Séminar from Manon Pinel, PhD student Allo-media/Lium
Speaker: Manon Pinel
Using self supervised pre-trained acoustic and linguistic representation for Speech Emotion Recognition
In Speech Emotion Recognition (SER), the main concept is obviously emotion. These emotions can be defined by multiple theories as it is perceived differently from one person to another. This perception is influenced by the person state of mind, the social environment, their culture, etc. By definition, emotion is highly subjective which explains the challenging aspect of the task. Therefore, to construct relevant datasets, we need multiple annotators to annotate the same data, resulting in a huge cost of the creation of large emotional speech datasets. Moreover, the multiple way of describing emotion (discrete with various labels or continuous with various axis) and the non-standardization of the annotation scheme make it really hard to use multiple dataset altogether to perform a SER task.
In order to create a relevant SER module from this restraint, we studied the best speech representation, to better help the module understanding the aim of the task.
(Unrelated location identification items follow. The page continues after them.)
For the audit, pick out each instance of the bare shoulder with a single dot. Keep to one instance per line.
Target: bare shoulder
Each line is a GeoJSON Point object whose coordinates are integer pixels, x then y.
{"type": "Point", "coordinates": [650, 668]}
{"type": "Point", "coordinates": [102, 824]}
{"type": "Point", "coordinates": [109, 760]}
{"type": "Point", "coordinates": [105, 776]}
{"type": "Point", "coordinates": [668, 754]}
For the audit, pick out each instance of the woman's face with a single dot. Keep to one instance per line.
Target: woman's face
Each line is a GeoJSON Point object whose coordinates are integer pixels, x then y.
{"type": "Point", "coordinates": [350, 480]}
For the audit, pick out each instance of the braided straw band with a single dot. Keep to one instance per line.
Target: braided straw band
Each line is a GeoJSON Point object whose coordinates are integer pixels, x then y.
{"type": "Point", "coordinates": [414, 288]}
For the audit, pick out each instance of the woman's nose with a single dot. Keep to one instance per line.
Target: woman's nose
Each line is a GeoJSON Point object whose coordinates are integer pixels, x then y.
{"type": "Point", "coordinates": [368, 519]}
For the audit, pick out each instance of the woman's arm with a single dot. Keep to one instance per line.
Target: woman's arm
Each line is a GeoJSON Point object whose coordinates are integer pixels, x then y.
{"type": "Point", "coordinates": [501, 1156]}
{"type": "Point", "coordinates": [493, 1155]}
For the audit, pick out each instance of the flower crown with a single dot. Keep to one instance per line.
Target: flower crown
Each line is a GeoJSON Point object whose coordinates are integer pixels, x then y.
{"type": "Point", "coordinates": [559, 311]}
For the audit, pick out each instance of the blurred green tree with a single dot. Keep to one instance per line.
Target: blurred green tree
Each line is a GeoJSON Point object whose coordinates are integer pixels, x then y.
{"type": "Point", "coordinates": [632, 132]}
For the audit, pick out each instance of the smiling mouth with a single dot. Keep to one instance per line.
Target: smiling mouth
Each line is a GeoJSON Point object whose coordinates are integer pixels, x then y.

To do so, we broke down the problem into two aspects : acoustic and linguistic extracted from speech. As both aspects are relevant and gives different information on the emotional state of a speaker.
For this two aspects, we studied the best input features, in order to keep the emotional information while helping the module to better understand what we aim at retrieving. To do so, we question the use of pre-training for feature extraction as it is an increasingly studied approach to get better continuous representations of audio and text content.
We found out that the use of wav2vec and camemBERT as self-supervised learned models to represent our data in order to perform continuous SER on AlloSat, our large French emotional database describing the satisfaction dimension.